Young Dominique is on trial for murdering her ex-boyfriend Gilbert. The devil-may-care young woman was quite literally obsessed with the young musician, and she couldn’t take the fact that he preferred her more conservative sister. The routine court hearing handling the purported crime of passion soon begins to pillory the woman’s loose morals, not to mention the bohemian lifestyle adopted by the young generation on the left bank of the Seine in the early 1960s. In this courtroom drama, which Clouzot cowrote with his wife Véra, the much admired French filmmaker returned to his favorite theme of jealousy and its influence on an individual’s psyche. He placed the attractive Dominique (one of Brigitte Bardot’s strongest roles) at the center of the action and at the mercy of the contemptuous gaze of the middle class. Clouzot astutely deconstructed the myth of the seductive minx with defiantly pouting lips, and demonstrated the actress’s undeniable talent. The Truth, presented in a new print restored by Sony/Columbia studios, was one of the biggest French box office hits of its era, winning a Golden Globe for Best Foreign Film and an Oscar nomination in the same category.

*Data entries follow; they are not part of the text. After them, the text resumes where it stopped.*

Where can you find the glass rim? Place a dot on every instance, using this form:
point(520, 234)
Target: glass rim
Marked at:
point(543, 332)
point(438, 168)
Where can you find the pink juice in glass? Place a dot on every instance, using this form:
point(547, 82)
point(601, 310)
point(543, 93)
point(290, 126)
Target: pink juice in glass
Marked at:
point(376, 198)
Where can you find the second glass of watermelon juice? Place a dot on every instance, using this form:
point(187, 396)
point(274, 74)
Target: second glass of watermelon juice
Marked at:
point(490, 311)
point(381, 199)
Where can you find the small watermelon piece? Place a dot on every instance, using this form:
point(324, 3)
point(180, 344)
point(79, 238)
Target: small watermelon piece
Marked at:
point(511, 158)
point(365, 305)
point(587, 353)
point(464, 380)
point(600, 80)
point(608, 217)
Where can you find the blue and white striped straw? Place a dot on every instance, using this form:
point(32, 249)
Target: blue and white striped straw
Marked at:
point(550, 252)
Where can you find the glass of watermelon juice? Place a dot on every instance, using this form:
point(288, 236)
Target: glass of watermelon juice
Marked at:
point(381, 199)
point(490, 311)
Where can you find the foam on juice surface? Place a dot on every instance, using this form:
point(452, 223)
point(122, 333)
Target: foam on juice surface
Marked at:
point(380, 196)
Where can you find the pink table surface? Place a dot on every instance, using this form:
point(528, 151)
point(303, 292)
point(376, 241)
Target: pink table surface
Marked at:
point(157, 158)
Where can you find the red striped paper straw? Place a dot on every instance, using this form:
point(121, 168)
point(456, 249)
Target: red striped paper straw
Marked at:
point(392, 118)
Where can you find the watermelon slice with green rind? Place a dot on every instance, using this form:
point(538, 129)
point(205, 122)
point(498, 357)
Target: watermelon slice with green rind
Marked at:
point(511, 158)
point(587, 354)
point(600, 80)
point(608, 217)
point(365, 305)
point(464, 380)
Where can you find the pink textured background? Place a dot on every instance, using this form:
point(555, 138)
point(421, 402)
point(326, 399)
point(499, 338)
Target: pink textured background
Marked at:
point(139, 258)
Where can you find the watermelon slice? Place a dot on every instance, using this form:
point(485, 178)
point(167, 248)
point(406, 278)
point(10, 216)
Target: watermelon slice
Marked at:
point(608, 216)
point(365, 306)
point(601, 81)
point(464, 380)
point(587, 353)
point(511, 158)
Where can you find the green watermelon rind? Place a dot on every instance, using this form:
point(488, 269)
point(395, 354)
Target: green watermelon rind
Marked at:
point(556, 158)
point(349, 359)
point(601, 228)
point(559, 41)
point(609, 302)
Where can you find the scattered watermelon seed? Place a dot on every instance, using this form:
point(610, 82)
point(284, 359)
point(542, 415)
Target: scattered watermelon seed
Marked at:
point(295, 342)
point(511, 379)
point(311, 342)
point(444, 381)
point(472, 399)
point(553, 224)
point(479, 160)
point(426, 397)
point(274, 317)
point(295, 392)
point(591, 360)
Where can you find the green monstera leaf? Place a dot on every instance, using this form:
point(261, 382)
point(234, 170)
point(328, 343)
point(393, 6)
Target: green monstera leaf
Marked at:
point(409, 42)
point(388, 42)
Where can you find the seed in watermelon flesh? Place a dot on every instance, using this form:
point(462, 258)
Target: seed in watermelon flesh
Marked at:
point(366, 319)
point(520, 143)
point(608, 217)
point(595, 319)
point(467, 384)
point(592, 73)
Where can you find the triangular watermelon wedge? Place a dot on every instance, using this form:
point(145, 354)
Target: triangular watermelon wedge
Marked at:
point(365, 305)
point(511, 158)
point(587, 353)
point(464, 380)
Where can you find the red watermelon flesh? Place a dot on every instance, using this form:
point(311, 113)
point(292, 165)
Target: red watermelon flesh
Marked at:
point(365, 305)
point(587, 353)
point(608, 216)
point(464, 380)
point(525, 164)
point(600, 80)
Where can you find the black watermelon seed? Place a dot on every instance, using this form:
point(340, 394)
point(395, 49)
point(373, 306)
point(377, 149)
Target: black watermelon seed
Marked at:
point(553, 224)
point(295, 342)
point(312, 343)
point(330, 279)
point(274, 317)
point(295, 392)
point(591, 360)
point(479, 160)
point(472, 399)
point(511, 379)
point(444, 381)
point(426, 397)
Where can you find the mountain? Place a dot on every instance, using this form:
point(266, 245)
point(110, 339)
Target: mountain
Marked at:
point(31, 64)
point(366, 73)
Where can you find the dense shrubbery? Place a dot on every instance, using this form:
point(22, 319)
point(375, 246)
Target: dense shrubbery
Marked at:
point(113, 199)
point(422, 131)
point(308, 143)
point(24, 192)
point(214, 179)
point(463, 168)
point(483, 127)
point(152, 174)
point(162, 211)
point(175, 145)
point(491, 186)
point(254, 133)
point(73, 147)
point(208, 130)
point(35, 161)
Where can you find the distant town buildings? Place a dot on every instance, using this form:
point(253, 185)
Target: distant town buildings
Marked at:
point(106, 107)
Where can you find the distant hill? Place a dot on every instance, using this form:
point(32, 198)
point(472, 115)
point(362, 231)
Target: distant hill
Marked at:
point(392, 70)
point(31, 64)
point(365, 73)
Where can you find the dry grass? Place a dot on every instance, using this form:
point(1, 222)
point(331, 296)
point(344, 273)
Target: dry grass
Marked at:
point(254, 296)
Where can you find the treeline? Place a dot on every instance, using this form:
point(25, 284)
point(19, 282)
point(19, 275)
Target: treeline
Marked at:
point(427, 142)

127 min / Black & white, 35 mm
Director Henri-Georges Clouzot
/ Screenplay Henri-Georges Clouzot, Simone Drieu, Michèle Perrein, Jérôme Géronimi, Christiane Rochefort, Véra Clouzot
/ Dir. of Photography Armand Thirard
/ Editor Albert Jurgenson
/ Producer Raoul Lévy
/ Production Han Productions, C.E.I.A.P.
/ Cast Brigitte Bardot, Charles Vanel, Sami Frey, Marie-Josée Nat, Louis Seigner, Jacques Perrin
Henri-Georges Clouzot (1907, Niort – 1977, Paris) is considered one of the most important French directors. Before shooting his feature debut The Murderer Lives at Number 21 in 1942, he worked as a screenwriter and lived in Berlin for a short time working on French versions of German films. He shot another crime film during WWII, also a critical and popular success, entitled The Raven (Le corbeau). Sticking to the same genre, he next came out with Quay of the Goldsmiths (Quai des Orfèvres), which brought him Best Director at the Venice IFF. Two films shot at the beginning of the 1950s guaranteed Clouzot’s place in the history of the thriller genre: The Wages of Fear was awarded at Berlin and Cannes, while many feel that Diabolique put him on par with Alfred Hitchcock. 1964 saw one of the most mysterious twists in the history of cinematography: Clouzot’s unfinished film L’enfer.